“Rest” Day
I love my rest days, they are no less full than my non-rest days, but I just don’t ride. I can’t stand “resting” anyway – it’s so very boring, no? I tried to do one of my favorite things when in Italy (in addition to touring the city by bike), which is to find a local café that opens early in the morning, set my computer up to write and review photos from the previous day, and “watch the city wake up”. While on other tours, everyone typically has breakfast in the hotel where it is already included, but in my opinion you miss the “real beauty” of a city shaking off its slumber when you do that. Unfortunately for me on this morning, it was a steady rain, and so the outdoor cafés what would have lent themselves to this were not really functioning, and I had to settle for a similar experience with an indoor “bar” as the Italians call their cafés. I also like to see how much of the chit chat I can pick up with my struggling Italian as each person comes in to order their coffee and “donut”. This I was able to do as this small indoor café had no shortage of early clientele.

After completing my update, it was time to head to Passignano. This is where another friend I met on line lived. I met Rita on Skype like all my other Italian friends so far, only to discover that she was the sister of another person (Giuseppe) I began talking to just a few months earlier. Both of them allowed me to be added to their Skype lists independently. It was a funny discovery that they were related after I had already established a relationship with each separately. Anyway, Rita’s husband Franco is a painter, and one day she shared his site with me that has a large portion of his work displayed. You can check them out at http://www.francoraffignone.com/index.html. When I saw them, I fell in love with his style, and began to chat with him about converting a photo of our little “farm” that I have on our website into one of his impressionistic paintings. Anyway, to make a long story short, where they live in Passignano is just 30 minutes away from Perugia where I was already planning on passing through, so naturally, I had to add a visit with them to my itinerary.

In customary Italian fashion, and true to this trip so far, he and Rita set aside the bulk of this day for me, and Franco took us to another little town called Cortona. Cortona is one of Franco’s favorite little cities where he shows some of his paintings from time to time, and where a lot of his subjects come from. It is an old town with beautiful views of the valley and the delightfully old architecture that I seem to never get enough of. Between the history of the Romans and the Truscans and the personal introductions to everyone from shop owners to the local “friar”, the tour was one of the best I’ve had in Italy – maybe Franco “missed his calling”… NOT. Kidding aside, it was simply perfect.

From there we proceeded to his house where Rita was waiting for us, and after customary hugs and greetings (which is always special after knowing someone for many months on line), he showed me his studio and some of his more recent work done at a rodeo while visiting his son in Louisiana. We also discussed the details of the painting he will do for me, and now I can’t wait for it to be done. Hopefully by the fall I’ll have it hanging in my dining room. From his house, we went to have lunch at a small restaurant over looking lake Trasimeno (just a couple km from his house).
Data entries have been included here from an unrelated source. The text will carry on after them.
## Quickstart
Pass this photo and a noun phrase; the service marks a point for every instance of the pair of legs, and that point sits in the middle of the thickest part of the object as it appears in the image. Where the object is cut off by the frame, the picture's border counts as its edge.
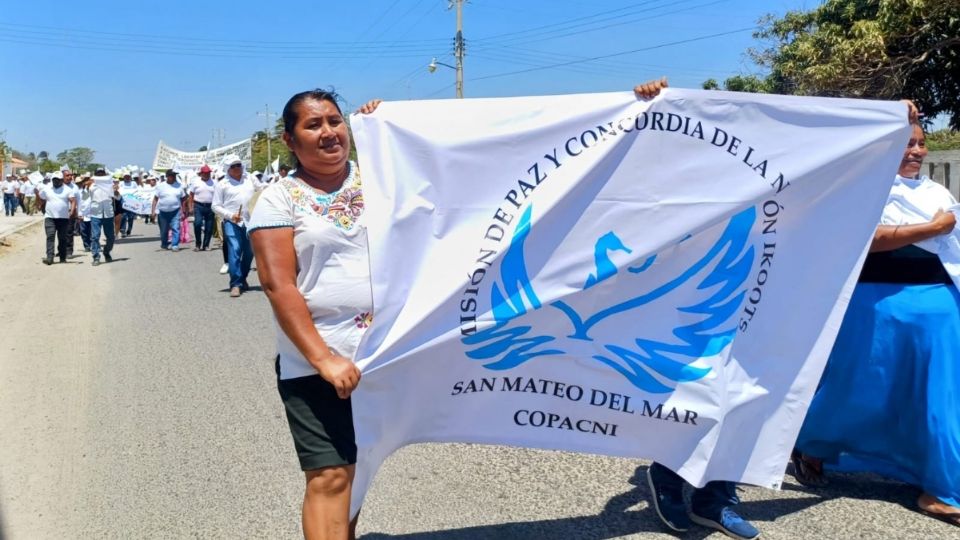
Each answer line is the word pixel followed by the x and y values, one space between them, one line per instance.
pixel 72 228
pixel 126 222
pixel 9 204
pixel 326 504
pixel 202 225
pixel 56 228
pixel 169 221
pixel 710 506
pixel 239 254
pixel 96 225
pixel 808 471
pixel 85 234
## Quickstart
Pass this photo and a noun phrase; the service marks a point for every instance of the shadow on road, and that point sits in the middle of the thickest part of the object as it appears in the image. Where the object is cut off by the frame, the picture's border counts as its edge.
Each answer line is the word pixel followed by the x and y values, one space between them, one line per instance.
pixel 137 240
pixel 616 520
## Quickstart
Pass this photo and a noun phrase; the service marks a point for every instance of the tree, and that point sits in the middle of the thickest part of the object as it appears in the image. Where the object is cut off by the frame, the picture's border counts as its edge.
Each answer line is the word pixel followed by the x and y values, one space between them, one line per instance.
pixel 78 158
pixel 277 149
pixel 49 166
pixel 741 83
pixel 879 49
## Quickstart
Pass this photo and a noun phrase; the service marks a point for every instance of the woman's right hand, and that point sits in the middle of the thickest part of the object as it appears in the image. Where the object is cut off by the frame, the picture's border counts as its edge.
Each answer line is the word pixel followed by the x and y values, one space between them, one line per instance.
pixel 944 221
pixel 341 373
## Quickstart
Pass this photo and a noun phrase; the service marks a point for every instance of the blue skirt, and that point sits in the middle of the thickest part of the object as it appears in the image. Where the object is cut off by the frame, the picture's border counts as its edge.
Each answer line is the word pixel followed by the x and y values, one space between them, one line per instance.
pixel 889 399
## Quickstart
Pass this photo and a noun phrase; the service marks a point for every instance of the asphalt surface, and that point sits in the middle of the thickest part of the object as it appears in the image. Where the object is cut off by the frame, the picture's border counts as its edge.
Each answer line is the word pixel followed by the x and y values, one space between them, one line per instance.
pixel 137 400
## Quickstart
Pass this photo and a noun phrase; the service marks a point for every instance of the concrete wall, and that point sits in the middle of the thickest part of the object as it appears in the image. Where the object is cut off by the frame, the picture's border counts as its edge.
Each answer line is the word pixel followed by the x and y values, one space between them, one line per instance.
pixel 944 167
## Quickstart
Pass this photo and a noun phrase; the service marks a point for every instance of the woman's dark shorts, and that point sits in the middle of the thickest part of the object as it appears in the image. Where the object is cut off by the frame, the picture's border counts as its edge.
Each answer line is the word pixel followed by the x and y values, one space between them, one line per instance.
pixel 321 423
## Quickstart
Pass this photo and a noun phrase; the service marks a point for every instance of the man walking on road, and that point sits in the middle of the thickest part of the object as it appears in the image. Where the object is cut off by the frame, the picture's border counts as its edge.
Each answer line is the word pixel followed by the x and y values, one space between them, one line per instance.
pixel 59 203
pixel 201 205
pixel 29 192
pixel 102 214
pixel 72 219
pixel 169 200
pixel 9 187
pixel 231 201
pixel 127 187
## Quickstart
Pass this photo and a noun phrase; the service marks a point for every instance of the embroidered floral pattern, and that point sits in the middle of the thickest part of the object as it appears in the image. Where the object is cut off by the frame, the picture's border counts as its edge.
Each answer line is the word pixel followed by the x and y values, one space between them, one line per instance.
pixel 364 320
pixel 342 208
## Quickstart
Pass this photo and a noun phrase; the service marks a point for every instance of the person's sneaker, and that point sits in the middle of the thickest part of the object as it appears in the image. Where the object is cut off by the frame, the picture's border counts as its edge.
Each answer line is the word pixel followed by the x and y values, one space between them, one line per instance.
pixel 668 500
pixel 727 521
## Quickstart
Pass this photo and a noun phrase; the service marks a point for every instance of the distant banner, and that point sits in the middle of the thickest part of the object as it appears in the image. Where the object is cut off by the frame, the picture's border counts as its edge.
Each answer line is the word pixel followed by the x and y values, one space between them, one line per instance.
pixel 139 202
pixel 168 157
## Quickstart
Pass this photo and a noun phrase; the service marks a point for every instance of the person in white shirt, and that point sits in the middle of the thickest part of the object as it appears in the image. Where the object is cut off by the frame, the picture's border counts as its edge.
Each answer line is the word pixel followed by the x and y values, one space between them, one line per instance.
pixel 169 200
pixel 29 192
pixel 201 206
pixel 147 192
pixel 103 193
pixel 59 203
pixel 83 209
pixel 231 201
pixel 68 181
pixel 127 187
pixel 9 188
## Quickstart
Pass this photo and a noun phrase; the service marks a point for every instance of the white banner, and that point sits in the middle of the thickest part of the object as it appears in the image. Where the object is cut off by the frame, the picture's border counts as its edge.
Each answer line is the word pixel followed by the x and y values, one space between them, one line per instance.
pixel 168 157
pixel 599 274
pixel 139 202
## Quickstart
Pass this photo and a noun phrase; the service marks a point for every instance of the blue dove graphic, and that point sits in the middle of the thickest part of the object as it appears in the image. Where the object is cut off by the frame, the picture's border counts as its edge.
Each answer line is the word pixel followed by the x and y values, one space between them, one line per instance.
pixel 653 366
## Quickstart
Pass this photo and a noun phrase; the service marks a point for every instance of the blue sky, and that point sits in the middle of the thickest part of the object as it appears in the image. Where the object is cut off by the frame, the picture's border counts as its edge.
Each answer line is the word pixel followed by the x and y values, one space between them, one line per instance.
pixel 119 76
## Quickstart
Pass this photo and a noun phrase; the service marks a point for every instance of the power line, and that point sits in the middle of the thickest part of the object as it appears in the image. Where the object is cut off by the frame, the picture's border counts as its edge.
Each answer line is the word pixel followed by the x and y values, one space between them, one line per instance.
pixel 126 38
pixel 650 48
pixel 547 36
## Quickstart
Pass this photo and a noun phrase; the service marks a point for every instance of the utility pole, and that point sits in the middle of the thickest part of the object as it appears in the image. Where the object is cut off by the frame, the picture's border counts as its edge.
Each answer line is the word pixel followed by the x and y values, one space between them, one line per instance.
pixel 216 136
pixel 458 47
pixel 267 115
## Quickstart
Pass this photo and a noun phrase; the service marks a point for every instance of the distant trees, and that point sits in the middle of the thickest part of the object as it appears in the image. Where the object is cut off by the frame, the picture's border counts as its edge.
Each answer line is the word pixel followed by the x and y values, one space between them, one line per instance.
pixel 879 49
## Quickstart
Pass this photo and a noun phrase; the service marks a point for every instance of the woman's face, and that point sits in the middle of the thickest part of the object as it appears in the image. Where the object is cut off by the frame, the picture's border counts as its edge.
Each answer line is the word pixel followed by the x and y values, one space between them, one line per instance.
pixel 914 154
pixel 320 138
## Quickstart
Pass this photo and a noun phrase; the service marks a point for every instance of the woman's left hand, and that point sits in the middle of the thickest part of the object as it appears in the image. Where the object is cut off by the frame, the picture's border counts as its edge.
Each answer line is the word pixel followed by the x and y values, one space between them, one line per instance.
pixel 651 89
pixel 370 106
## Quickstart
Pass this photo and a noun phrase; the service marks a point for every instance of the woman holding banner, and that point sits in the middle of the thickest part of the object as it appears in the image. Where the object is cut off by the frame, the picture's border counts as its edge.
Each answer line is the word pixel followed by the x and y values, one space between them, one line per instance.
pixel 889 398
pixel 310 242
pixel 311 251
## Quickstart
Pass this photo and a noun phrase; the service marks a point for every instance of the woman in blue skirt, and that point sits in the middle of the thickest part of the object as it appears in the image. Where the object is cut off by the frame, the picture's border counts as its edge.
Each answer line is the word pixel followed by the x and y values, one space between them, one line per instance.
pixel 889 399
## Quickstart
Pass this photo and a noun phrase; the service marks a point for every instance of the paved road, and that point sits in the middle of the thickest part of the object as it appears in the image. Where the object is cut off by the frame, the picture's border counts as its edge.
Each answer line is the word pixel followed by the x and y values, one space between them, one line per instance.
pixel 137 400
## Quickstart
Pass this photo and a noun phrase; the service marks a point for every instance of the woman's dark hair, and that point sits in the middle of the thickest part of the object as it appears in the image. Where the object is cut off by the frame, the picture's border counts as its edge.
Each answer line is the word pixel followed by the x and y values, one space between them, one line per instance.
pixel 290 109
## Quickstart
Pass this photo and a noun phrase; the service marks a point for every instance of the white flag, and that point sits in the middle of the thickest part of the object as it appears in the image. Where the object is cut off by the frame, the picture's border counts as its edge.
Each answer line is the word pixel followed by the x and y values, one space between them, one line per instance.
pixel 599 274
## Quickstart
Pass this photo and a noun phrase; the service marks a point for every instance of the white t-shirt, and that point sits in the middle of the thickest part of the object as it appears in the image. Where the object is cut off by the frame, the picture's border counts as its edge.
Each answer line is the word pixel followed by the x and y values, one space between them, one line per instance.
pixel 330 241
pixel 84 203
pixel 168 196
pixel 128 189
pixel 230 195
pixel 58 201
pixel 202 191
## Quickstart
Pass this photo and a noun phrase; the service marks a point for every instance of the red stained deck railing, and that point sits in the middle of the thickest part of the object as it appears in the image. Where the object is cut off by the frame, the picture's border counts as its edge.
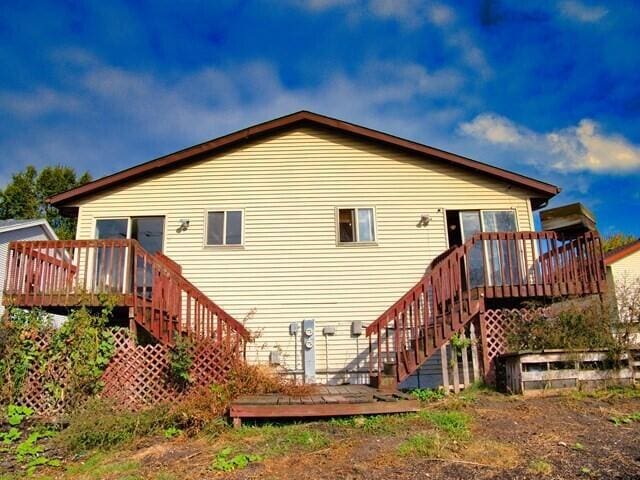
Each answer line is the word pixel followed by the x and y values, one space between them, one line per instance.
pixel 65 273
pixel 489 265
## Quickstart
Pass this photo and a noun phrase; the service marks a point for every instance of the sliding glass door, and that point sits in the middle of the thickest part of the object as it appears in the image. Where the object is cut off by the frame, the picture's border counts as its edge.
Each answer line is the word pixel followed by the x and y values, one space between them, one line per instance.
pixel 111 262
pixel 492 256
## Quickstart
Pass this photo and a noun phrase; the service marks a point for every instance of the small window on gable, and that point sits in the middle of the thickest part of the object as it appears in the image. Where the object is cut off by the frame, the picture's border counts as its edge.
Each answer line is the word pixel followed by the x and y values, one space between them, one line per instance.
pixel 224 227
pixel 356 225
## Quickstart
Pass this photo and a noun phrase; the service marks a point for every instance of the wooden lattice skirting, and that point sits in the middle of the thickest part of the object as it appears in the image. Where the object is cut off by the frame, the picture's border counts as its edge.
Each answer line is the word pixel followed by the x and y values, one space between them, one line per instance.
pixel 137 376
pixel 499 324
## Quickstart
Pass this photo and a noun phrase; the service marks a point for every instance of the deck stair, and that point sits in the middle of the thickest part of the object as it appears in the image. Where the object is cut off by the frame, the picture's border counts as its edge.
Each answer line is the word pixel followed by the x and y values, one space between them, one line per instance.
pixel 459 282
pixel 66 273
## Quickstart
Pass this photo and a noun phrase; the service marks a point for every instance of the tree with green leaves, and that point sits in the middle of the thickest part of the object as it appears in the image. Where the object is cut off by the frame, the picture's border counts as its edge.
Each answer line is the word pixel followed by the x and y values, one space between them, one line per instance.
pixel 616 240
pixel 24 197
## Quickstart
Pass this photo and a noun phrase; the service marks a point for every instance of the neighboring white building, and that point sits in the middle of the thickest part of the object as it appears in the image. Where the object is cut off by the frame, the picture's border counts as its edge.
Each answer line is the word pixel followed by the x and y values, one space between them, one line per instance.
pixel 12 230
pixel 623 269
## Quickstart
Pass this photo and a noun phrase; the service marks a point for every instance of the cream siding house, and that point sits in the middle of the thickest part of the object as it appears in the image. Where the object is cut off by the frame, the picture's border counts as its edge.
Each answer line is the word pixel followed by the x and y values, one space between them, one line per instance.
pixel 292 187
pixel 18 230
pixel 623 266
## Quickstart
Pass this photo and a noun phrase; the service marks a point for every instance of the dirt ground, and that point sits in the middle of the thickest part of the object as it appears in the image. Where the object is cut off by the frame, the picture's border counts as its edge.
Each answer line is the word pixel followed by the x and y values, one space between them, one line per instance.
pixel 571 436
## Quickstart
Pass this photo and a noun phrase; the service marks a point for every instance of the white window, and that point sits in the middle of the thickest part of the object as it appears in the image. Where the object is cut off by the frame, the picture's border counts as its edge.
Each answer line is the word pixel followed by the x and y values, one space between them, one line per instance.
pixel 356 225
pixel 224 227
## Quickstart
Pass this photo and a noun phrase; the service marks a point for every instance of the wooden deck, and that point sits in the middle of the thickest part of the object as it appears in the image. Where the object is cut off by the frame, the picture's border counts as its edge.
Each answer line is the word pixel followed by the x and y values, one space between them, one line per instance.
pixel 323 401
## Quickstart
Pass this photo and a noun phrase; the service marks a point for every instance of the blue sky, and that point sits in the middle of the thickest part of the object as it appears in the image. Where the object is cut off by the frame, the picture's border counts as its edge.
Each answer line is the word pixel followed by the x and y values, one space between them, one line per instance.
pixel 551 90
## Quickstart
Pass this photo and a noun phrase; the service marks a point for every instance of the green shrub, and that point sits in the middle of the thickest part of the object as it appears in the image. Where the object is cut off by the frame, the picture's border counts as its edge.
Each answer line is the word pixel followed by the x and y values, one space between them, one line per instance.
pixel 181 361
pixel 226 463
pixel 78 351
pixel 100 424
pixel 421 445
pixel 572 325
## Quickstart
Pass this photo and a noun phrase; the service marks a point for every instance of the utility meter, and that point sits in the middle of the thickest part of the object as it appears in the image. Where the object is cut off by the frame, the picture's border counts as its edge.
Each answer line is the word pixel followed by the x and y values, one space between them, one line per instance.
pixel 309 350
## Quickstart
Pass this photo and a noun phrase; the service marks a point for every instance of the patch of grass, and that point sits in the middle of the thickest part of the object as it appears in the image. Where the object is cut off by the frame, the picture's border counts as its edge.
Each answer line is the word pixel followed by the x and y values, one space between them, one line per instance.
pixel 586 471
pixel 98 467
pixel 224 462
pixel 172 432
pixel 499 454
pixel 541 467
pixel 165 476
pixel 610 393
pixel 454 423
pixel 423 445
pixel 273 440
pixel 102 425
pixel 625 419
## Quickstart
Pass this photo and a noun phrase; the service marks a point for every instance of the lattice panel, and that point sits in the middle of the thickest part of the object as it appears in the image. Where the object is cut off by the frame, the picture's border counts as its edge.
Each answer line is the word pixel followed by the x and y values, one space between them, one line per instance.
pixel 499 324
pixel 136 377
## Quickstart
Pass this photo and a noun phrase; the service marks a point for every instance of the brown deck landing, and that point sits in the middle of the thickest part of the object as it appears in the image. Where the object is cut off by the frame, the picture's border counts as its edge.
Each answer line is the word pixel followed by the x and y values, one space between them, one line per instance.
pixel 323 401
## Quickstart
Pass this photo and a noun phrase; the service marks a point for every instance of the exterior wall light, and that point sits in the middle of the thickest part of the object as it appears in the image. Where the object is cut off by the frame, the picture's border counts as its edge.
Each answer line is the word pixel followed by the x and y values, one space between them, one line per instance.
pixel 184 225
pixel 425 218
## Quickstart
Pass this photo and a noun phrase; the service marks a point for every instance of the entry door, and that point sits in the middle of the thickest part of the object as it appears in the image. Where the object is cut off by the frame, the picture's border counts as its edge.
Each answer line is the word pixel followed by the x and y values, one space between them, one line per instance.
pixel 470 224
pixel 501 255
pixel 149 232
pixel 110 262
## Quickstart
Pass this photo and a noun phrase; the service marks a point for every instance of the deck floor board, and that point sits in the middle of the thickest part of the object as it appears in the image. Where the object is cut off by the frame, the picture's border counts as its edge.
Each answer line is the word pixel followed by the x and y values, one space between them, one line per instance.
pixel 323 401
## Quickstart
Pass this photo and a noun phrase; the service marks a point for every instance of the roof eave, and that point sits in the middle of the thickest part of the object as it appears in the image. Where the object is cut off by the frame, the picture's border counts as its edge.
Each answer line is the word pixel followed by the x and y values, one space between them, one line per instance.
pixel 173 160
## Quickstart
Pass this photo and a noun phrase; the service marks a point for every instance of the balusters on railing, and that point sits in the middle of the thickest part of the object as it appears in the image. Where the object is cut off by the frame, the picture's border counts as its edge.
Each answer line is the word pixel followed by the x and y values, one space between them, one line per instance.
pixel 70 272
pixel 490 264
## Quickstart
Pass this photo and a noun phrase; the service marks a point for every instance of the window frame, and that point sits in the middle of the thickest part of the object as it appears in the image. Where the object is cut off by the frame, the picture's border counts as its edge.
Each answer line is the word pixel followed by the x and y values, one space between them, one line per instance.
pixel 129 219
pixel 224 228
pixel 357 242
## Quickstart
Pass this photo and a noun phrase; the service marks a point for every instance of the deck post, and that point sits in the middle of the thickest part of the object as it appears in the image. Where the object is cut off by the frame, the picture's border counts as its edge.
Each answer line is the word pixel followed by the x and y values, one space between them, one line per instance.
pixel 133 325
pixel 485 345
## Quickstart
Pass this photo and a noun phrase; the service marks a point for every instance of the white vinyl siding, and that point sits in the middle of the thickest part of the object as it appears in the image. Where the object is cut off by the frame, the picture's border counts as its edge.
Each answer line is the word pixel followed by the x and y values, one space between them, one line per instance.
pixel 290 267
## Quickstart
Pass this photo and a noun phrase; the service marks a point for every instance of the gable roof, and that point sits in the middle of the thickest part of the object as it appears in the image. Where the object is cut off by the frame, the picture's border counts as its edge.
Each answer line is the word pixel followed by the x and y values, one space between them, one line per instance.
pixel 11 225
pixel 621 252
pixel 197 152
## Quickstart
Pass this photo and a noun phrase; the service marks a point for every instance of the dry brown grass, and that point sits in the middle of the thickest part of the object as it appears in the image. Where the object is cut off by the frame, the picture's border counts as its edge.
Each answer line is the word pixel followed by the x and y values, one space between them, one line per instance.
pixel 203 406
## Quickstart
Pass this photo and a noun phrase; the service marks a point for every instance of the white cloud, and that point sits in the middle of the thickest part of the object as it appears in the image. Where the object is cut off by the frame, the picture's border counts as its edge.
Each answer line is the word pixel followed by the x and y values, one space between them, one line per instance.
pixel 414 14
pixel 581 12
pixel 495 129
pixel 579 148
pixel 125 116
pixel 39 102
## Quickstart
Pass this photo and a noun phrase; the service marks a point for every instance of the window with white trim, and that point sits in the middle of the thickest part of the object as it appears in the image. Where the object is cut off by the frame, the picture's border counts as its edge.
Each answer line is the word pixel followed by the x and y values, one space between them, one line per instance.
pixel 356 225
pixel 224 227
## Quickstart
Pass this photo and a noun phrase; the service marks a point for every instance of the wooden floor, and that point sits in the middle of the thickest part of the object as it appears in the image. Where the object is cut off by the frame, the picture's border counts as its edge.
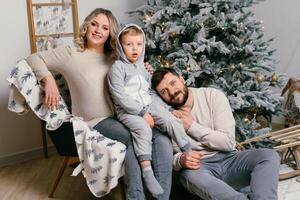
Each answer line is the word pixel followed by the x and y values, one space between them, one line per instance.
pixel 32 181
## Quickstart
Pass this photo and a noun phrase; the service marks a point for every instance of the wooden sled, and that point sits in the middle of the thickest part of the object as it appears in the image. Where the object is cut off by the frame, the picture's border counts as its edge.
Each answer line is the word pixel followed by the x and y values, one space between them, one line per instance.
pixel 287 142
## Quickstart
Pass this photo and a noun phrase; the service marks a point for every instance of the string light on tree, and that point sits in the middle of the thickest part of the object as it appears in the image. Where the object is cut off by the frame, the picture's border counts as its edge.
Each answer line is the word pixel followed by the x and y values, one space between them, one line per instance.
pixel 274 77
pixel 260 77
pixel 147 17
pixel 173 35
pixel 188 68
pixel 232 67
pixel 229 46
pixel 246 120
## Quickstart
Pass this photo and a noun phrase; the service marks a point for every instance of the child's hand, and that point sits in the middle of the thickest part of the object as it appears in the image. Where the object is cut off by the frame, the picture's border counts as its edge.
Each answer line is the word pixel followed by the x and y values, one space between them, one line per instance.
pixel 149 119
pixel 177 114
pixel 149 68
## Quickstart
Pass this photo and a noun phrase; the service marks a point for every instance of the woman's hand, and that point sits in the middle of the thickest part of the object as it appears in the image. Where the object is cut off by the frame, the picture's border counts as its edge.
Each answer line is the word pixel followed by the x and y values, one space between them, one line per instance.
pixel 149 119
pixel 149 67
pixel 52 95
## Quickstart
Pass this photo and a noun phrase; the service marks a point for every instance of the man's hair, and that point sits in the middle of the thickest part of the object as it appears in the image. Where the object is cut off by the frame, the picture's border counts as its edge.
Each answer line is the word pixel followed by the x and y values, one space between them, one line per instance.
pixel 132 30
pixel 159 74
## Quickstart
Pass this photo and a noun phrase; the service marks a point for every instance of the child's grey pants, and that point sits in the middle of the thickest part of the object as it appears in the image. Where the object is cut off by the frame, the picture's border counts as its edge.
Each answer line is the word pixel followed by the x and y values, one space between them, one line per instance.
pixel 142 133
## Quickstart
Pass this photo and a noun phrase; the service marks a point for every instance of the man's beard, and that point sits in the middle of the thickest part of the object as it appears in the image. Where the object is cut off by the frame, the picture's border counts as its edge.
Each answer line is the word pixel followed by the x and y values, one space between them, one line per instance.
pixel 185 93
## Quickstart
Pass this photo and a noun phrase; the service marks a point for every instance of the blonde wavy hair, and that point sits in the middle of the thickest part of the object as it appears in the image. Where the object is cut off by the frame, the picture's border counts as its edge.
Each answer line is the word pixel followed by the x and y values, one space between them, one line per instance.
pixel 110 44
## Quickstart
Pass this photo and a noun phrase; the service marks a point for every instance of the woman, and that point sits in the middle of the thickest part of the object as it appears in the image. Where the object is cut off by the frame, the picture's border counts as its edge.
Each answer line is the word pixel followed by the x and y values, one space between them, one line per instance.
pixel 85 69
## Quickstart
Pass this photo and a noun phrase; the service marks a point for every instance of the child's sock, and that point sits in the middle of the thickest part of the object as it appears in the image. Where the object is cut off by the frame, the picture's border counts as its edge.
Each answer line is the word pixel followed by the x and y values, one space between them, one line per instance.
pixel 186 148
pixel 151 182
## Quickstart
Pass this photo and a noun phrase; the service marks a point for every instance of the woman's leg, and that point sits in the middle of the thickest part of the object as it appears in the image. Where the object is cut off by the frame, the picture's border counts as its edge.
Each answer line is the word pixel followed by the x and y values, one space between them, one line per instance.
pixel 115 130
pixel 162 156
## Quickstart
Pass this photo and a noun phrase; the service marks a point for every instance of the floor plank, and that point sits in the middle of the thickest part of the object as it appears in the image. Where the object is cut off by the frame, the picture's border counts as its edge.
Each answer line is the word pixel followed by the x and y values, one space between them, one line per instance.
pixel 32 181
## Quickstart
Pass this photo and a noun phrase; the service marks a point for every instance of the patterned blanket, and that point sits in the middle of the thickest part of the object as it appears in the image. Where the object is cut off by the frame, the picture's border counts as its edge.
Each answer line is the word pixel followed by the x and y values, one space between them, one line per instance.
pixel 101 159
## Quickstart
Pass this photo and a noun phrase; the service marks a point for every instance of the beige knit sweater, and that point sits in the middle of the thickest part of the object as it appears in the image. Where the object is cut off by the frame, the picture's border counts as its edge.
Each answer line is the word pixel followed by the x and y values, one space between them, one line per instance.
pixel 213 128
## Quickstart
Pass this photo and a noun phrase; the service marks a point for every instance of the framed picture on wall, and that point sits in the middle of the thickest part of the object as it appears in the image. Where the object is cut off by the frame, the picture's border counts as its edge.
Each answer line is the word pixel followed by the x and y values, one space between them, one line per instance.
pixel 52 23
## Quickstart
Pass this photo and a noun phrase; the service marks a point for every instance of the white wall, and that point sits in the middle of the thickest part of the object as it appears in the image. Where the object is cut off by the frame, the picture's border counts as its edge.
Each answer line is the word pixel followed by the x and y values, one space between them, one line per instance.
pixel 282 20
pixel 21 134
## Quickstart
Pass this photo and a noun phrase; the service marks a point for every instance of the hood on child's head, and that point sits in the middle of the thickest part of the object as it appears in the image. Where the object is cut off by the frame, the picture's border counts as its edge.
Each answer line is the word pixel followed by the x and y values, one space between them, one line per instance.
pixel 120 49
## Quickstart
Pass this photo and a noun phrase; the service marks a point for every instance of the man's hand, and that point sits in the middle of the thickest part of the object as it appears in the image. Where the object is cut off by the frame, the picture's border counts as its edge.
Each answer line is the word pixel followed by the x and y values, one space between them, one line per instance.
pixel 177 114
pixel 52 95
pixel 186 119
pixel 191 160
pixel 149 68
pixel 149 119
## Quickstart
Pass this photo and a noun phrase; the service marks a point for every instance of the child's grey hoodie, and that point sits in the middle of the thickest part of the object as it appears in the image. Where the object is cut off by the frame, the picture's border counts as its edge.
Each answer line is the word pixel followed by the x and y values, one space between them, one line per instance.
pixel 129 83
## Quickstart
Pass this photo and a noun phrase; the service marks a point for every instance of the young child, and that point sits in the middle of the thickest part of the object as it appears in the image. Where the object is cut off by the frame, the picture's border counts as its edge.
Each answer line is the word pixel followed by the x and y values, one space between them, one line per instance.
pixel 137 106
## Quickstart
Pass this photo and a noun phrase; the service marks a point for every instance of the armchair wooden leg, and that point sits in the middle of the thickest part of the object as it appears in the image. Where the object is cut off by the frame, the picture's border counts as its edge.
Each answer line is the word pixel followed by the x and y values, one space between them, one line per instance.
pixel 59 175
pixel 44 139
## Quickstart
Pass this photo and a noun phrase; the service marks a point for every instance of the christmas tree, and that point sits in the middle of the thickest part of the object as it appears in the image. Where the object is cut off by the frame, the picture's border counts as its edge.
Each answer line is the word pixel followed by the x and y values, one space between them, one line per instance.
pixel 217 43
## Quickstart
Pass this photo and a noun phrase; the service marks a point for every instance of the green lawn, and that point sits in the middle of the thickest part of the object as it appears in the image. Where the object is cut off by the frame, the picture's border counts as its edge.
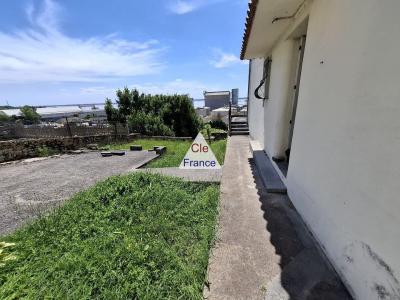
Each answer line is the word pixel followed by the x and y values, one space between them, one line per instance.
pixel 139 236
pixel 176 150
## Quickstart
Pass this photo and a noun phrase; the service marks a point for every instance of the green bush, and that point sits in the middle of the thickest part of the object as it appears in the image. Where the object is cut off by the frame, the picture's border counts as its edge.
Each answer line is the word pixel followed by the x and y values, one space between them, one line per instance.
pixel 4 117
pixel 153 114
pixel 218 124
pixel 148 124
It is a beautiful lake and an area very popular with locals as well as tourists for that reason.

It was fascinating for me to see how easily we spoke all day between English and Italian. Outside of perhaps 2 or 3 times, I could understand everything in Italian, even though my participation was always more limited. I had wondered how we would know when to speak English, and if I would still get some practice at Italian, but somehow, there just seemed to be an effortless flow between both languages (fortunately for me both Franco and Rita are as fluent in English as Marzia).

By this time it was closing in on 4pm, as we had our lunch in a nice “slow food” sort of way. Upon arriving back at the hotel, I finished my “birthday update” for the blog, and Marzia went out to tour Perugia. With my update complete, I had a few hours of light left, and naturally, I wanted to see more of Perugia than I could through the blinding rain the evening I arrived. I therefore had them get my bike out of storage, and as I began to ride I noticed that my back tire was completely flat. Wow! This was another “gift” from yesterday – had this happened to me during the torrents of rain while Marzia and I were separated, it would have been a colossal hassle at best and a nightmare at worst.

Anyway, I changed the tire and I was off to do my “Cittography” (do you like my new word… “citta” + “photography”). Perugia however, was not nearly as “efficient” a city for touring because of the crazy amount of steep hills and strange one way streets and overall confusion. I think that the original protectors of this city decided to use CONFUSION as one of their weapons to protect the city from invaders, since even the residents must get lost here.

Finally, I returned to my room for a short video call with my family at home before heading out to dinner around 9:00pm. Yes, it was a full day, but yes, it was also very relaxing in a “Gene” sort of way.